Alpha blending using table lookup is not as fast as expected

158 views Asked by At

I thought memory access would be faster than the multiplication and division (although compiler-optimized) done with alpha blending. But it wasn't as fast as expected.

The 16 megabytes used for the table is not an issue in this case. But it is a problem if table lookup could even be slower than doing all the CPU calculations.

Can anyone explain to me why and what is happening? Will the table lookup beat out with a slower CPU?

#include <stdio.h>
#include <stdlib.h>
#include <limits.h>
#include <time.h>

#define COLOR_MAX UCHAR_MAX

typedef unsigned char color;

color (*blending_table)[COLOR_MAX + 1][COLOR_MAX + 1];

static color blend(unsigned int destination, unsigned int source, unsigned int a) {
    return (source * a + destination * (COLOR_MAX - a)) / COLOR_MAX;
}

void initialize_blending_table(void) {
    int destination, source, a;

    blending_table = malloc((COLOR_MAX + 1) * sizeof *blending_table);
    for (destination = 0; destination <= COLOR_MAX; ++destination) {
        for (source = 0; source <= COLOR_MAX; ++source) {
            for (a = 0; a <= COLOR_MAX; ++a) {
                blending_table[destination][source][a] = blend(destination, source, a);
            }
        }
    }
}

struct timer {
    double start;
    double end;
};

void timer_start(struct timer *self) {
    self->start = clock();
}

void timer_end(struct timer *self) {
    self->end = clock();
}

double timer_measure_in_seconds(struct timer *self) {
    return (self->end - self->start) / CLOCKS_PER_SEC;
}

#define n 300

int main(void) {
    struct timer timer;
    volatile int i, j, k, l, m;

    timer_start(&timer);
    initialize_blending_table();
    timer_end(&timer);
    printf("init %f\n", timer_measure_in_seconds(&timer));

    timer_start(&timer);
    for (i = 0; i <= n; ++i) {
        for (j = 0; j <= COLOR_MAX; ++j) {
            for (k = 0; k <= COLOR_MAX; ++k) {
                for (l = 0; l <= COLOR_MAX; ++l) {
                    m = blending_table[j][k][l];
                }
            }
        }
    }
    timer_end(&timer);
    printf("table %f\n", timer_measure_in_seconds(&timer));

    timer_start(&timer);
    for (i = 0; i <= n; ++i) {
        for (j = 0; j <= COLOR_MAX; ++j) {
            for (k = 0; k <= COLOR_MAX; ++k) {
                for (l = 0; l <= COLOR_MAX; ++l) {
                    m = blend(j, k, l);
                }
            }
        }
    }
    timer_end(&timer);
    printf("function %f\n", timer_measure_in_seconds(&timer));

    return EXIT_SUCCESS;
}

result

$ gcc test.c -O3
$ ./a.out
init 0.034328
table 14.176643
function 14.183924
2

There are 2 answers

1
anatolyg On BEST ANSWER

Table lookup is not a panacea. It helps when the table is small enough, but in your case the table is very big. You write

16 megabytes used for the table is not an issue in this case

which I think is very wrong, and is possibly the source of the problem you experience. 16 megabytes is too big for L1 cache, so reading data from random indices in the table will involve the slower caches (L2, L3, etc). The penalty for cache misses is typically large; your blending algorithm must be very complex if you want your LUT solution to be faster.

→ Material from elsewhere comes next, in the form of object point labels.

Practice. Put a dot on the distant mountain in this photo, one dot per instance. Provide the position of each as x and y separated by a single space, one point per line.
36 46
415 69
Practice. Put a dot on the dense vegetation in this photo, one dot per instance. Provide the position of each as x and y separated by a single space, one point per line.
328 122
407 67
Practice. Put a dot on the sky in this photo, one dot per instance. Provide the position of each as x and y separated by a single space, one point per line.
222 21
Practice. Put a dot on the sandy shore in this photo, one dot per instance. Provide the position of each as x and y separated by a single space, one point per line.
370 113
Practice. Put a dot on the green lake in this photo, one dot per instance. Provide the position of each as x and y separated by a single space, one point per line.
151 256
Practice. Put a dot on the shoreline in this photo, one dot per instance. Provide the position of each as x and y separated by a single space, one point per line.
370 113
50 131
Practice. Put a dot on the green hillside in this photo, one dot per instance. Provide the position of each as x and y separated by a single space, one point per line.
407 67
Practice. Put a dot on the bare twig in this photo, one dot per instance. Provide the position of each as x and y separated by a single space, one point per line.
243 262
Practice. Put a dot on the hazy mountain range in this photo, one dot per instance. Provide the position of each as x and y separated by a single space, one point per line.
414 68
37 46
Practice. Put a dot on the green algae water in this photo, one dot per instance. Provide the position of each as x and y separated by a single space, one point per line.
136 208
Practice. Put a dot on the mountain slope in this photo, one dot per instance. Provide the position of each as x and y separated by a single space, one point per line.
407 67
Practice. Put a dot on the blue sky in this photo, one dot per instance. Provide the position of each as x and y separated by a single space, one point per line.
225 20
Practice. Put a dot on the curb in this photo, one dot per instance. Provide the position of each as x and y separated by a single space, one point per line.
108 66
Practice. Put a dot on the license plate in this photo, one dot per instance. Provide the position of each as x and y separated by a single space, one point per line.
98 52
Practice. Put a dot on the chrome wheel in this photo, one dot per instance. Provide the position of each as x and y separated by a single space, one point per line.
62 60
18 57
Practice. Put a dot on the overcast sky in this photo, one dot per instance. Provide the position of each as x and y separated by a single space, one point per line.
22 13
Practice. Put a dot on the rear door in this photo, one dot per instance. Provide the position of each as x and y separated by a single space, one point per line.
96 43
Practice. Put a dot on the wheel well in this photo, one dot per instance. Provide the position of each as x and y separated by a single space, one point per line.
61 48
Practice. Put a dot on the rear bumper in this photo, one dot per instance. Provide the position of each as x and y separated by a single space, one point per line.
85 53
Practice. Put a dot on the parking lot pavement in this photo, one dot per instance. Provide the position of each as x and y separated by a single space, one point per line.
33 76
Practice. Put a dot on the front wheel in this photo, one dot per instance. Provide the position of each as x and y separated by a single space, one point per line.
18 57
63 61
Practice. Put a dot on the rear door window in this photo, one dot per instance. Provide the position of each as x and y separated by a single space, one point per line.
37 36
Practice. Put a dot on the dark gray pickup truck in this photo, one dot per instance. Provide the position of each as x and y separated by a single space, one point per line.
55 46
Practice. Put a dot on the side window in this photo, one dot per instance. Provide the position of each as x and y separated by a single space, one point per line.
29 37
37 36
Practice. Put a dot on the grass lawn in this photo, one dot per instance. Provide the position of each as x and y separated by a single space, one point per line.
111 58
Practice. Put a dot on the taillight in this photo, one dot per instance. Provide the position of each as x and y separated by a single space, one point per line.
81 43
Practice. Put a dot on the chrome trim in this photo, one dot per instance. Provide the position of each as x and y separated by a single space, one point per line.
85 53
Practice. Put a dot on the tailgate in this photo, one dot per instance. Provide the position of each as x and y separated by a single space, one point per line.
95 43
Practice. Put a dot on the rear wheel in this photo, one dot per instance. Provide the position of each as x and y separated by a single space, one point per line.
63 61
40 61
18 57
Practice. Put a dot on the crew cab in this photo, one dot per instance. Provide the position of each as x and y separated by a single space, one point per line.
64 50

Read the Wikipedia article for more info.

0
Ben Voigt On

Your benchmark is hopelessly broken, it makes the LUT look a lot better than it actually is because it reads the table in-order.

If your performance results show that the LUT is worse than direct calculation, then when you start with real-world random access patterns and cache misses, the LUT is going to be much worse.

Focus on improving the computation, and enabling vectorization. It's likely to pay off far better than a table-based approach.

(source * a + destination * (COLOR_MAX - a)) / COLOR_MAX

with rearrangement becomes

(source * a + destination * COLOR_MAX - destination * a) / COLOR_MAX

which simplifies to

destination + (source - destination) * a / COLOR_MAX

which has one multiply and one division by a constant, both of which are very efficient. And it is easily vectorized.

You should also mark your helper function as inline, although a good optimizing compiler is probably inlining it anyway.